Hace algún tiempo, en una de esas mañanas parisinas extraviadas entre el frío y la lluvia, un impertinente manuscrito llegó ante una enorme puerta de madera. Aquel jovencito alemán, autor de esas breves notas, contaba con —apenas— 26 años y había dejado, como «quien no quiere la cosa», introduciendo algunas exquisiteces que, al parecer, hasta ahora podrían iluminar algunas de nuestras más profundas obscuridades.

Así se nos revelaba, entonces, la noción de trabajo «alienado o enajenado». Irrumpía sin miedo la idea de que el trabajo, ciertamente, se realizaba para un (alien) otro, para un ajeno. Es decir, se trabajaba, al fin, para que otro se llevase el valor del esfuerzo. Nos proponía, aquel jovencito, que el trabajador construía con sus manos un valor que, luego, le era despojado, pues solo recibía una pequeña parte de lo que creaba. ¡Vaya insolencia!

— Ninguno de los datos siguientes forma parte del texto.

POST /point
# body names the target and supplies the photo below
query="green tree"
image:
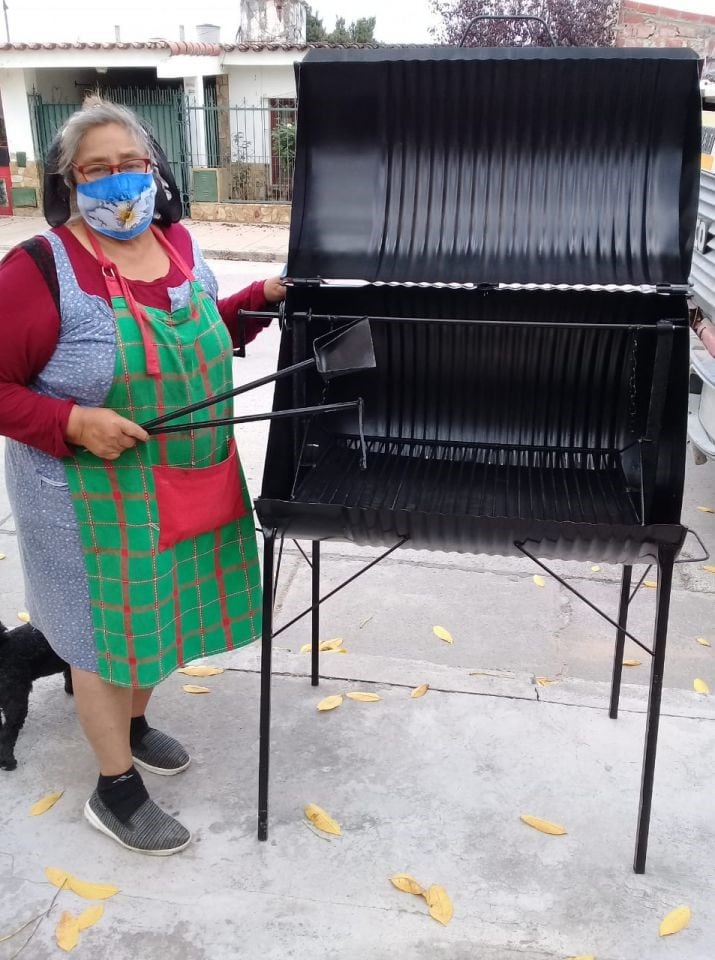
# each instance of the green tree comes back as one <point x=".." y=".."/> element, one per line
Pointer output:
<point x="361" y="30"/>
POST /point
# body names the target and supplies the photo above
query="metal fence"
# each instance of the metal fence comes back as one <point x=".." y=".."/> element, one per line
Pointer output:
<point x="253" y="148"/>
<point x="216" y="152"/>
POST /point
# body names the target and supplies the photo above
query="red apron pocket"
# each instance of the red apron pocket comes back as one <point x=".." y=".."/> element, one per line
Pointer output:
<point x="195" y="500"/>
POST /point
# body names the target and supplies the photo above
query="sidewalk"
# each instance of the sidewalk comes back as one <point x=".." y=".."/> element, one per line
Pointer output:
<point x="218" y="241"/>
<point x="433" y="787"/>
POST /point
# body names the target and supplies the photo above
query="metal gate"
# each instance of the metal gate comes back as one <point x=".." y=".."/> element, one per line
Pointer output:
<point x="164" y="111"/>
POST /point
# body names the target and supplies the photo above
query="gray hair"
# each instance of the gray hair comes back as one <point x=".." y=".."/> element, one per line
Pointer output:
<point x="96" y="112"/>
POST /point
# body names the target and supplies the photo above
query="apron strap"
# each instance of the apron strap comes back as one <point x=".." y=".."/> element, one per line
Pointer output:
<point x="118" y="288"/>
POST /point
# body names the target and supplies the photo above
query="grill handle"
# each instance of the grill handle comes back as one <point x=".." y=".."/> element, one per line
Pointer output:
<point x="544" y="25"/>
<point x="275" y="415"/>
<point x="244" y="388"/>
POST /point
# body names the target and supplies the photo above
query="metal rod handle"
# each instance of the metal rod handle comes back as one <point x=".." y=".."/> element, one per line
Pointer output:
<point x="254" y="417"/>
<point x="244" y="388"/>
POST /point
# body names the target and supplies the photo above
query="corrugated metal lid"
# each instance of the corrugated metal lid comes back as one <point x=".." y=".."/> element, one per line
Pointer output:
<point x="510" y="165"/>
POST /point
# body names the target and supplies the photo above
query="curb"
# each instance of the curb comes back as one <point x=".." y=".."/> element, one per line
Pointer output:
<point x="258" y="256"/>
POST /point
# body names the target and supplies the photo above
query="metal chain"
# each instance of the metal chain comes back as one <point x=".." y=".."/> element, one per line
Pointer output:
<point x="632" y="386"/>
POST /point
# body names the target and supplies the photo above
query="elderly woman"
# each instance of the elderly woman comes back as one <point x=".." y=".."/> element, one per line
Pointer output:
<point x="138" y="552"/>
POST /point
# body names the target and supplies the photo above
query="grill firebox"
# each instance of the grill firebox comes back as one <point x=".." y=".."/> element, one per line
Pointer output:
<point x="520" y="246"/>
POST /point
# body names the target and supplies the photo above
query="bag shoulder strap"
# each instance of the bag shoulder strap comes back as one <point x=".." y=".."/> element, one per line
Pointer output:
<point x="41" y="254"/>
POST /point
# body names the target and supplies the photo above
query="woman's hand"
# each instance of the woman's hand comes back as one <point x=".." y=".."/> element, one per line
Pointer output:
<point x="103" y="432"/>
<point x="274" y="290"/>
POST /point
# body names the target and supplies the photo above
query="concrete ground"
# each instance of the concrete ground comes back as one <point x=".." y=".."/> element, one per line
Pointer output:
<point x="219" y="241"/>
<point x="432" y="787"/>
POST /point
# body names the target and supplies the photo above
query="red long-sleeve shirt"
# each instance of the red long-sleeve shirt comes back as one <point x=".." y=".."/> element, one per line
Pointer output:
<point x="30" y="327"/>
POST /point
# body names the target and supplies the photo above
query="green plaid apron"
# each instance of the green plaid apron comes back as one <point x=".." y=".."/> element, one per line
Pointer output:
<point x="153" y="610"/>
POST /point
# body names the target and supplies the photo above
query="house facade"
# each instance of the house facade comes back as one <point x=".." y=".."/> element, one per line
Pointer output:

De esta fisura, goteaban dos tipos de seres humanos: los que, por un lado, trabajaban bajo la obligación de la implacable sobrevivencia y, por otro, aquellos que lo hacían para su propia posibilidad de realización. La mayoría termina, sin culpa, extraviándose por camino primero —decía—.

En verdad, el trabajo «alienado o enajenado» —sostenía— descansa sobre cuatro abandonos. Quizás el más alucinante, el último: el extravío de lo humano con su ser (esencial), pues lejos de lo que se esperaría fuese el trabajo, como el medio posibilitador y grandioso para la realización humana, ocurría —en verdad— lo contrario.

Lamentablemente —decía ese jovencito— donde deberíamos percibirnos más humanos, más dichosos, que es en el trabajo, nos sentimos como animales. Y solo nos reconocemos humanos en las funciones más elementales, más básicas de la existencia: el comer, el beber o el dormir. Es decir, al final, únicamente nos sentimos humanos cuando somos (más) animales.      

¿Tendría sentido, esta inusitada sospecha, a la hora de comprender una parte o la totalidad de nuestros vacíos? ¿Se podría desbaratar lo que habita entre la irreverente encrucijada de los lunes de agonía y la algarabía de los viernes?

Los treces de todos los eneros, por cierto, la humanidad remuerde el vértigo de sus abismos, pues recuerda su permanente batalla contra la depresión que, desde cada pulsión, se libra todos los días. Tal vez, y solo tal vez, habría que darle —por tanto— un par de minutos a ese friolento jovencito que, desde la más feroz crítica, aquella tarde nos regaló su interpretación de una sociedad profundamente lesionada, construida bajo la sombra del capitalismo.    

Buena suerte en cada una de nuestras batallas, entonces.  

Texto referido: Los Cuadernos de París (1844) de Carlos Marx.